Sorpresas

LA GENTE CUENTA

No fue hace mucho que volví a ver a Mariana, una vieja amiga de toda la vida Estaba tan linda, tan grácil en su vestido rosa tan hermosa como siempre, como la última vez que la había visto. Una boda de un amigo en común fue el pretexto para que el mismo destino nos volviera a reunir, y sorprenderme como el tiempo no nos había afectado en lo absoluto.
    Mariana y yo habíamos sido grandes amigos de la infancia, compartiendo juegos y clases, solíamos divertirnos con un pequeño pedazo de gis, un cordel y las piedras del pavimento; pasábamos tiempo leyendo historias de amor en nuestra adolescencia, y es dónde salió ese chispazo incipiente de amor puro y verdadero.
    Aquella con la que viví los mejores años de mi vida, en aquella transformación en la que dejábamos de ser niños para convertirnos en adultos. Pero la adultez también implica cambio de aires. Y aquella noche, con lágrimas en los ojos jurábamos ser felices, y sobre todo, jamás dejar de ser amigos.
    El tiempo suele ser el peor verdugo, la universidad y el trabajo cortaron de pronto la comunicación entre nosotros, pero sabíamos que dentro de nosotros había un cariño muy grande, que ni esas inconveniencias lograron eliminar ese lazo tan grande. Ni el tiempo ni la distancia.
    Y de pronto, años después, la vuelvo a ver, sentada, con un vestido rosa, con esa sonrisa y esa figura. Me miró, sus ojos se iluminaron y los míos no daban cabida a tanta sorpresa. Y ese día charlamos: ella ya estaba felizmente casada, yo seguía soltero.
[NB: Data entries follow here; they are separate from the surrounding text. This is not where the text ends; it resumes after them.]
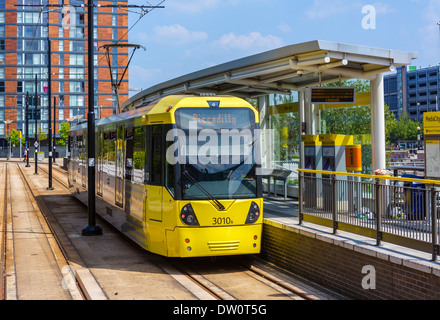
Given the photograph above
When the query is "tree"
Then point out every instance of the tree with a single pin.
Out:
(404, 129)
(14, 138)
(64, 133)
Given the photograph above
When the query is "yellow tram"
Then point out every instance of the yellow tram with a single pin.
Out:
(178, 176)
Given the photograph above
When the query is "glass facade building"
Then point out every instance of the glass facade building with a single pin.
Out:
(24, 34)
(414, 91)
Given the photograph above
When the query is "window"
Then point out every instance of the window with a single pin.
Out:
(76, 59)
(76, 73)
(77, 46)
(75, 86)
(156, 155)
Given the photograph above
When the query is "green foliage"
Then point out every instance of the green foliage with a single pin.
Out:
(41, 135)
(64, 133)
(14, 138)
(404, 129)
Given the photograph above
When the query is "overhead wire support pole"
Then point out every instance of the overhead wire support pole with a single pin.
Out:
(91, 229)
(36, 124)
(27, 147)
(49, 94)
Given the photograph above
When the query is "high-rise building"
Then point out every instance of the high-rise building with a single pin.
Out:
(24, 34)
(413, 91)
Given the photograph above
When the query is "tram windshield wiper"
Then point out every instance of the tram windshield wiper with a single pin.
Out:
(210, 196)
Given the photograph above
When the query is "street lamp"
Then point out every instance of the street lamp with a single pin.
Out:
(7, 123)
(418, 138)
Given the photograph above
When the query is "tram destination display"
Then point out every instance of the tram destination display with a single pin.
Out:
(331, 95)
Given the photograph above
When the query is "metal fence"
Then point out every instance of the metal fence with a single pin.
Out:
(404, 211)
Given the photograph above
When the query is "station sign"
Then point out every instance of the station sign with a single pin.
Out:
(331, 95)
(431, 123)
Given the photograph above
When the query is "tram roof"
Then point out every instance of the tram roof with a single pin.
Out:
(286, 69)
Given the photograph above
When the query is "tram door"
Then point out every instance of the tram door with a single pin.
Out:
(120, 166)
(155, 166)
(100, 161)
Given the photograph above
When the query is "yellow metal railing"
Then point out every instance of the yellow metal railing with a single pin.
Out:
(380, 207)
(371, 176)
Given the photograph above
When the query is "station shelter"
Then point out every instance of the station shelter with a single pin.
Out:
(301, 69)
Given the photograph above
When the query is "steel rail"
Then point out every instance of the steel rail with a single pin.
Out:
(4, 235)
(44, 211)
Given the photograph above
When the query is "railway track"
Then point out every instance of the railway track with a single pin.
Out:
(227, 278)
(3, 228)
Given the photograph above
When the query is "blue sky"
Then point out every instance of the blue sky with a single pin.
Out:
(189, 35)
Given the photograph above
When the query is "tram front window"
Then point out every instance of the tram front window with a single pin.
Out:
(217, 153)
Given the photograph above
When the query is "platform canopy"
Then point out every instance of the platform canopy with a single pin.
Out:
(290, 68)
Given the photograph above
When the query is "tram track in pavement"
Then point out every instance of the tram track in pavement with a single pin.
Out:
(3, 228)
(208, 277)
(72, 279)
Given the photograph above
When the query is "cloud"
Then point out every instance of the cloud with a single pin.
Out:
(284, 27)
(193, 6)
(322, 9)
(175, 35)
(254, 41)
(142, 76)
(430, 31)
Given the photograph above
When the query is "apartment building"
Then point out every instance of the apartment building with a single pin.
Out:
(24, 34)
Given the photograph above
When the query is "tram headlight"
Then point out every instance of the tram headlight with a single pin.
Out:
(188, 216)
(253, 214)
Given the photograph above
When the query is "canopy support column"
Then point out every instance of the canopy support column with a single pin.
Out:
(377, 123)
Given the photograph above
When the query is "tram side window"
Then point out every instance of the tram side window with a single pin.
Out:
(170, 169)
(129, 154)
(109, 150)
(156, 155)
(138, 155)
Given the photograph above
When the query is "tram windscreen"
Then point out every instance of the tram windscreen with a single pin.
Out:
(217, 153)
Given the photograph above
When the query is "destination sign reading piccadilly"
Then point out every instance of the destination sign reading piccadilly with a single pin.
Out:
(331, 95)
(431, 122)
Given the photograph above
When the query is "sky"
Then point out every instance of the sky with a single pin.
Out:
(190, 35)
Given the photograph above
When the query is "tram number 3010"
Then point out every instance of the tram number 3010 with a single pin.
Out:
(222, 220)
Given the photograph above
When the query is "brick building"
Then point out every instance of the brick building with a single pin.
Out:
(24, 33)
(413, 91)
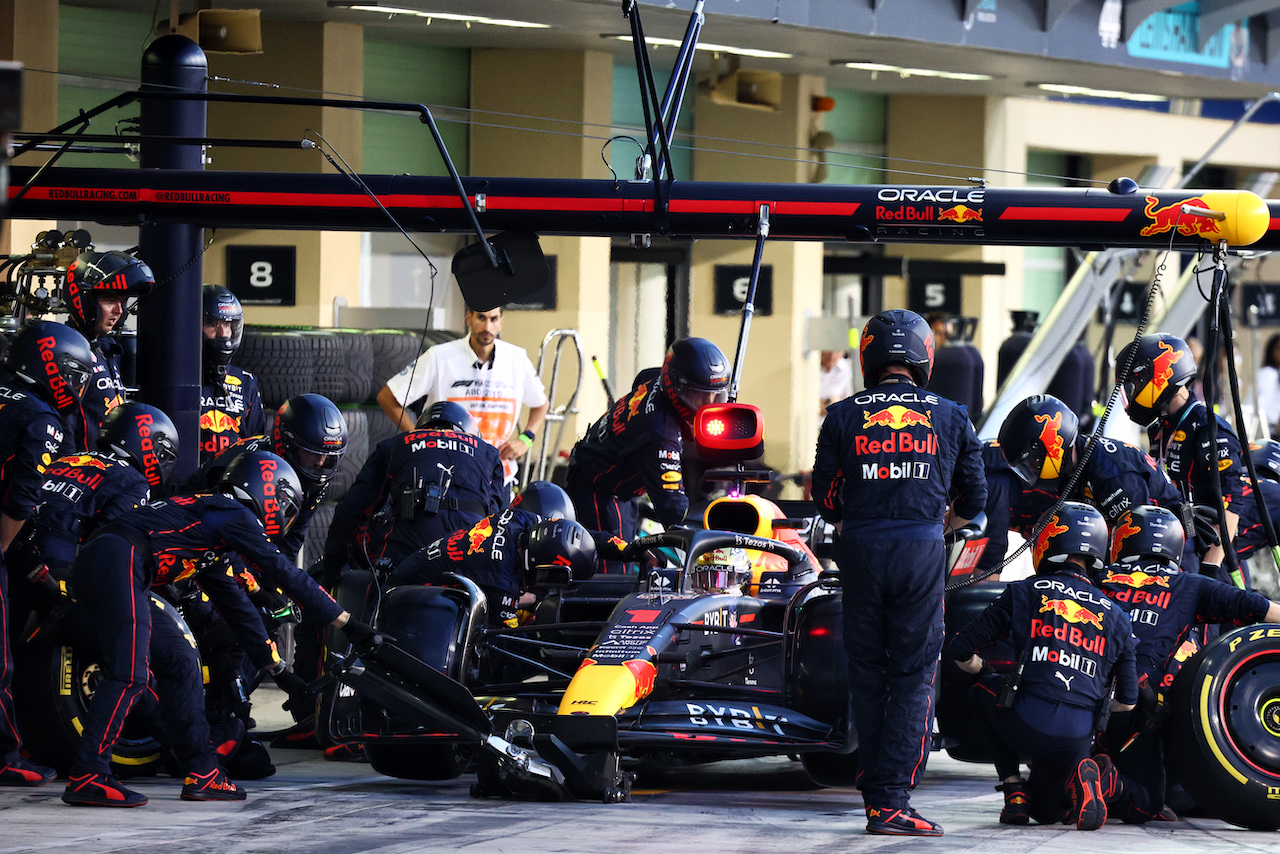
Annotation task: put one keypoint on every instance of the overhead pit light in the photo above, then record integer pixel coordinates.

Y juramos nunca olvidar nuestra amistad.
    Pero un día me citó en su café favorito, se escuchaba un poco nerviosa, y sin pensarlo le respondí al llamado. Las nubes comenzaban a cubrir la bóveda celeste, amenazando con dejar caer gotas de agua cristalina. No me importaba. Mariana me necesitaba.
    Llega ella un poco agitada y se sienta enfrente de mí. Noto un poco de nerviosismo por saber lo que me quiere decir. Saca de su bolso unas hojas y me las entrega, nerviosa. Analizo cada una de ellas, sin salir de mi asombro: ¿quieres decirme que estás embarazada? Ella me abraza, con lágrimas de legítima felicidad. Lloro con ella, agradeciendo a la vida de tenerla de vuelta, para compartir su alegría.